И засмеялась — впервые за полгода с того марта живой и счастливой себя чувствуя. И знала почему — потому что полезная, потому что хоть чем-то помочь смогла.
Только пировать начали — Вера прибежала. Стол увидела и, брови вверх уехали:
— Обалдеть! Откуда? Вы чего, продовольственный склад ограбили?
— Ну, еще одна!
— Садись, Лена вон шикует, — поведала Домна.
— Поняла, — ладони потерла обрадовано. — Премия что ли? За перевыполнение плана по уборке вверенного тебе двора? Чего празднуем вообще?
— Лето. Первое лето без войны, — улыбнулась Лена.
— Она Сереже ботинки купила, — поведала подруге Домна. Мальчик тут же ноги вытянул, показывая обнову.
— С ума сойти…
— Я ведь расплатиться не сразу смогу, — заметила Домна уже Лене.
— Заикнешься, обижусь. Это мой подарок.
— Дорогой подарок-то. Я от управдома слышала, Глашка в сентябре выходит. Ты без работы останешься. На что жить собралась?
— Соображу.
— Вот, вот, шикуешь, а потом опять хлеб и вода.
— Ерунда.
Смешно даже слушать было. Все ерундой казалось, кроме одного, самого главного — не зря она живет, может еще что-то людям дать!
И вообще, жизнь налаживается, впереди столько прекрасного, столько интересного!

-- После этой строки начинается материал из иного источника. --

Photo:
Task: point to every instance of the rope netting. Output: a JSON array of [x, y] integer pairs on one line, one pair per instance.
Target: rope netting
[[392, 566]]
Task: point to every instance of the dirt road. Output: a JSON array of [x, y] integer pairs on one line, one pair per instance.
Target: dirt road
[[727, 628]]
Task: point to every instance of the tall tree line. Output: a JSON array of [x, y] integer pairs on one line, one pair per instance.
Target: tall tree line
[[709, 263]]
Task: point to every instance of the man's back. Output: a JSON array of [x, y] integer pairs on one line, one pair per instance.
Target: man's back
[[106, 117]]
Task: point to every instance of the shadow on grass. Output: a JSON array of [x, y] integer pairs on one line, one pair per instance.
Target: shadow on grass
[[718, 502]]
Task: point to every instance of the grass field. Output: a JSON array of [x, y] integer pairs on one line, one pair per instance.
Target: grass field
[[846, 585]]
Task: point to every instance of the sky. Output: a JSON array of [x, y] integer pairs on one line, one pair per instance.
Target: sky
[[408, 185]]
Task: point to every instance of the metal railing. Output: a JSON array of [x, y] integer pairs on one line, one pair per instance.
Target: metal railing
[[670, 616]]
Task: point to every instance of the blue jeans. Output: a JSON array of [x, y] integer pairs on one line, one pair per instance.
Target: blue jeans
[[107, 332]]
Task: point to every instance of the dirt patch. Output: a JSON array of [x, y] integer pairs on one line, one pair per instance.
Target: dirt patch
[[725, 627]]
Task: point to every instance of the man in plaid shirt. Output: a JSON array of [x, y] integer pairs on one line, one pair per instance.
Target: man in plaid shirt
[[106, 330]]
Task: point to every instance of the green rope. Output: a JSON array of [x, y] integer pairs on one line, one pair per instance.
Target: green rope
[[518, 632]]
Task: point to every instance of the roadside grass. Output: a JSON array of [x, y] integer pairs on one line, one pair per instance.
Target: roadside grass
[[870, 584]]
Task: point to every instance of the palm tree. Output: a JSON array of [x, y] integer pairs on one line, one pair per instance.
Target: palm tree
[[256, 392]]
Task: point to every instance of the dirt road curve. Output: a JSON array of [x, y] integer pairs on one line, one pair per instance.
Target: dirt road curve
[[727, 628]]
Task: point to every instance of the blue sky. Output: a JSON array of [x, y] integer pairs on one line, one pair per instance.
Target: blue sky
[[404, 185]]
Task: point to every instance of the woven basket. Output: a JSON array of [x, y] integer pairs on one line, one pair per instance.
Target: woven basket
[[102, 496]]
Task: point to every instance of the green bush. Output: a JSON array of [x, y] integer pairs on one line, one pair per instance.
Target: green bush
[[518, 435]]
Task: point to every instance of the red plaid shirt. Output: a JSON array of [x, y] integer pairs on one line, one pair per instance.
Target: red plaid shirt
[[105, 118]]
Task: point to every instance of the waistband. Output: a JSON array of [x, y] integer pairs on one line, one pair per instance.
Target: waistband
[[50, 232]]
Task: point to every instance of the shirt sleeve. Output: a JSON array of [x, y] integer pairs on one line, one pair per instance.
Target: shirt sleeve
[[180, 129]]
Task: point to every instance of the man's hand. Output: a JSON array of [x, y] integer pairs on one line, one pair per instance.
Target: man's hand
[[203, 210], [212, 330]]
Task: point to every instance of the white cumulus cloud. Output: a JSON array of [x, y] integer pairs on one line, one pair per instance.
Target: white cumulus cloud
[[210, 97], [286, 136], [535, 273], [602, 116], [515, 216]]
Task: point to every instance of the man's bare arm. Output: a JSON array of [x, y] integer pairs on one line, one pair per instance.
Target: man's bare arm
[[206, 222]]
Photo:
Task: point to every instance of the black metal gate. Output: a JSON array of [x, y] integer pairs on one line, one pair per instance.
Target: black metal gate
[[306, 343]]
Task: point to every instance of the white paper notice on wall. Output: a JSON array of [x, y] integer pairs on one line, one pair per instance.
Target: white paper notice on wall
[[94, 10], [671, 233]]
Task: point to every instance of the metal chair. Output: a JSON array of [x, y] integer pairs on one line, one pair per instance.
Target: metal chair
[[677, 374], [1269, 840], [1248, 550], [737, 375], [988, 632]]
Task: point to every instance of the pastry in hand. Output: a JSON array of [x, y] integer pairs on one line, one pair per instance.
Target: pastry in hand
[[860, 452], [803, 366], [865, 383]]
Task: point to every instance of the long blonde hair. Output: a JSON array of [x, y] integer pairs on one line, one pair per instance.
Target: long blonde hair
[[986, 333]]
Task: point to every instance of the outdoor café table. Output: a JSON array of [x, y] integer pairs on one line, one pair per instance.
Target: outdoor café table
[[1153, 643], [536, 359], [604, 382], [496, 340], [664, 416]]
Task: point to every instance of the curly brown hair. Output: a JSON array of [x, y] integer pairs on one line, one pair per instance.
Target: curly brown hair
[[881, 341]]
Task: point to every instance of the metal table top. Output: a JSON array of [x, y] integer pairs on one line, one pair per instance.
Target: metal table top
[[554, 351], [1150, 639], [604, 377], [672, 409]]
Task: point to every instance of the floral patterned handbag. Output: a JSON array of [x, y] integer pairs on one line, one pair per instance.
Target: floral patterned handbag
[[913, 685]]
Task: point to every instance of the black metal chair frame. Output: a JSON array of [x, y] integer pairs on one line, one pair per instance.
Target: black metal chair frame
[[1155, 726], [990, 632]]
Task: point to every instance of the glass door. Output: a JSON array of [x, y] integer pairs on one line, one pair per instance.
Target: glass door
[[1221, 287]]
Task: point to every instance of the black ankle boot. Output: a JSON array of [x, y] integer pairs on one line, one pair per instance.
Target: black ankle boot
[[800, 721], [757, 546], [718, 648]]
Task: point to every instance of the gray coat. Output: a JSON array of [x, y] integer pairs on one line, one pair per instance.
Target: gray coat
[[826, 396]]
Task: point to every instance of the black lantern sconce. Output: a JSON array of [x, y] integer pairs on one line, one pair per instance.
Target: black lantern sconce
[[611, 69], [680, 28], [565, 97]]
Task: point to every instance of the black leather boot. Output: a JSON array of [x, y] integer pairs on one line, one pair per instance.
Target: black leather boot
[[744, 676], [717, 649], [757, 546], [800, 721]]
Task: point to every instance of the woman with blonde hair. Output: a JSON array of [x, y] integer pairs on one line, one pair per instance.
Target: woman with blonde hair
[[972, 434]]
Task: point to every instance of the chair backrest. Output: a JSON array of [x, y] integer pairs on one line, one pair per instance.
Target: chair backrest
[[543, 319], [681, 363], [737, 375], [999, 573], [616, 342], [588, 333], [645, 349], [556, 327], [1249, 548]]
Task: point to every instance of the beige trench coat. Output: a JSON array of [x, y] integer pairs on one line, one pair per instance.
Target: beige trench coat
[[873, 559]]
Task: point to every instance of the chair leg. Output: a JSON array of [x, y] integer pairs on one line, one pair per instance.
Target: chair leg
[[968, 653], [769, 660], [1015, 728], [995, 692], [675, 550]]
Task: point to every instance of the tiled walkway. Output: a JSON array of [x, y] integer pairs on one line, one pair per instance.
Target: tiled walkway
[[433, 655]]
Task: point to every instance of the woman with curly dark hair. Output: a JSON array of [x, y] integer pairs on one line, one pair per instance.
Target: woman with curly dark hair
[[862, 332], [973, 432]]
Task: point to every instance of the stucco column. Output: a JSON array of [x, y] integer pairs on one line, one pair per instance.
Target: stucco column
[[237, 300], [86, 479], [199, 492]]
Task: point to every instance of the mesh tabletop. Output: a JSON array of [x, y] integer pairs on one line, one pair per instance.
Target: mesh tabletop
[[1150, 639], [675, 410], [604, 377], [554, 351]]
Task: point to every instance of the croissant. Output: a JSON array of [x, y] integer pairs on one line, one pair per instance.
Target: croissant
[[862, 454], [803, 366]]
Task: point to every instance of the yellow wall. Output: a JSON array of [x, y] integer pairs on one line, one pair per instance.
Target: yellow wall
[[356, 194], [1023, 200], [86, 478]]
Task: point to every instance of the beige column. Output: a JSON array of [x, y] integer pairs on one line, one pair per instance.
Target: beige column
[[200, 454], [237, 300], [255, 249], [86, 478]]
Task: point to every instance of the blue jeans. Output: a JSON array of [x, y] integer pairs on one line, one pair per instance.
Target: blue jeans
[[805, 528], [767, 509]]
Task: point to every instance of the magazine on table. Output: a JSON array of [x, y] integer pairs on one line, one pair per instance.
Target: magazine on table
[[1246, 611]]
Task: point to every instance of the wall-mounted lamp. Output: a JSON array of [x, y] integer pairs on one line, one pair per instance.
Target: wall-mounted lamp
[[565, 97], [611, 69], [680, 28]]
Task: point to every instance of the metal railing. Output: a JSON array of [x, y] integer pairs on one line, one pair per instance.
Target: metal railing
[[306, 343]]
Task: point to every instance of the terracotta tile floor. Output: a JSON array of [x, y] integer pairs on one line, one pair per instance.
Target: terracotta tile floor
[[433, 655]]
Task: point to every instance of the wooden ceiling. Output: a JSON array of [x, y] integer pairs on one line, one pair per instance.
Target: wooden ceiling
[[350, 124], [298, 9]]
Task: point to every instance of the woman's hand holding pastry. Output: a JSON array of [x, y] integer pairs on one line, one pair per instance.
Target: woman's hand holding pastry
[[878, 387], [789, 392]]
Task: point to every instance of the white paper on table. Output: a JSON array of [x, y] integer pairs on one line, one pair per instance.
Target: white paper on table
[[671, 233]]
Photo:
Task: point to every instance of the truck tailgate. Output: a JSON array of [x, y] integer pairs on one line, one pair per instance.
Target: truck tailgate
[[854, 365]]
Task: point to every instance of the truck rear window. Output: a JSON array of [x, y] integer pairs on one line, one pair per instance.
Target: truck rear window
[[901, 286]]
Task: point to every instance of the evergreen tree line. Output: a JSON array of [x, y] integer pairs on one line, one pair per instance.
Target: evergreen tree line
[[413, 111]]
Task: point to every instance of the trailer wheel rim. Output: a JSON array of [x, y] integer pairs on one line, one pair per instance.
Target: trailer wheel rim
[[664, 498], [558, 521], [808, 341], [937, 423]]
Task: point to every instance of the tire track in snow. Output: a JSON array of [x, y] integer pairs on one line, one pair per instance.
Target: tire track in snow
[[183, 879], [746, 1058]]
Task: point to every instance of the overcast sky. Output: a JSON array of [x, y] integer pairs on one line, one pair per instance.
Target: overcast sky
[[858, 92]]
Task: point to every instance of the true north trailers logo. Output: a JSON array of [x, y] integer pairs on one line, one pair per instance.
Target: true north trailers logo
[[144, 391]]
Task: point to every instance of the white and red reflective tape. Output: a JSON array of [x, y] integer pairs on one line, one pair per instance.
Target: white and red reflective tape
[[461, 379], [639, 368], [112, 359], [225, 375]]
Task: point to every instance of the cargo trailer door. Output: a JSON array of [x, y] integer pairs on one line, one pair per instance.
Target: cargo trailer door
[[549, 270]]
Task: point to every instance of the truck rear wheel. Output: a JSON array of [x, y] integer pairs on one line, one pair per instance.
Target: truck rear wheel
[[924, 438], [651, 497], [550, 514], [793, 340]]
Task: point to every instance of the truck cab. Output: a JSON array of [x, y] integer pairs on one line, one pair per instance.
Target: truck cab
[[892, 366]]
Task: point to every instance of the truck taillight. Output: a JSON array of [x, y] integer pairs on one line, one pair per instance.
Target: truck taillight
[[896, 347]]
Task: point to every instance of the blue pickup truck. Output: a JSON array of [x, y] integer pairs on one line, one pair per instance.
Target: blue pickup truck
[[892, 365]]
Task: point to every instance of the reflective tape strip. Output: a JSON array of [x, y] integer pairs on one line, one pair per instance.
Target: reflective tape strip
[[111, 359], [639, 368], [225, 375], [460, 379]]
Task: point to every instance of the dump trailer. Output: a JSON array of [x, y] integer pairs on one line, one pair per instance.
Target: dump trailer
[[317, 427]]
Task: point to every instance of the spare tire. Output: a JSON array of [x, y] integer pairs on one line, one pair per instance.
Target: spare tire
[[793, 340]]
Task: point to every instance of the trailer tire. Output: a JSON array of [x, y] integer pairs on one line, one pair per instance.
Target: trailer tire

День новый пришел — счастье!
Птички зачирикали под окном — счастье!
Солнце светит, клен шумит — счастье!
Все живы, все здоровы — великое счастье!
Разве что-то еще нужно?
— А я знаю, что мы празднуем! — воскликнула Вера. — Газ нам на недели проведут! Примусы и керагазы — на помойку! Ура!
— Ура! — рассмеялись все дружно.
А Вера за наливкой рванула: гулять, так гулять!
Глава 56
Николай всю зарплату в коммерческом оставил, набрал пряников и конфет.
Домой пришел, на стол все вывалил. Валя опешила, Сашка головой качнул:
— А я думаю, куда ты повалился… Между прочим, у нас свидание.
— У тебя, — парировал. — Сегодня. А завтра к нам. Валя, девочек пригласи своих.
— А что за праздник? — хлопнула та ресницами.
— У Лены день рождение.
У Дроздова лицо серым стало:
— Сдурел?! — зашипел обозлившись. По голове постучал себе. — Сорок шестой год! Три года прошло! — выставил три пальца перед лицом друга. — У тебя контузия!
Николай хотел сдержаться, но не смог — схватил за грудки и встряхнул:
— Не хочешь, не приходи. Подумаешь, правда, повод… А Лене завтра бы двадцать один было. Двадцать один! — процедил и оттолкнул.
Сашка взвыл то ли от ярости, то ли от отчаянья. Окно распахнул, закурил, а руки трясутся, губы кривятся. Колотит всего.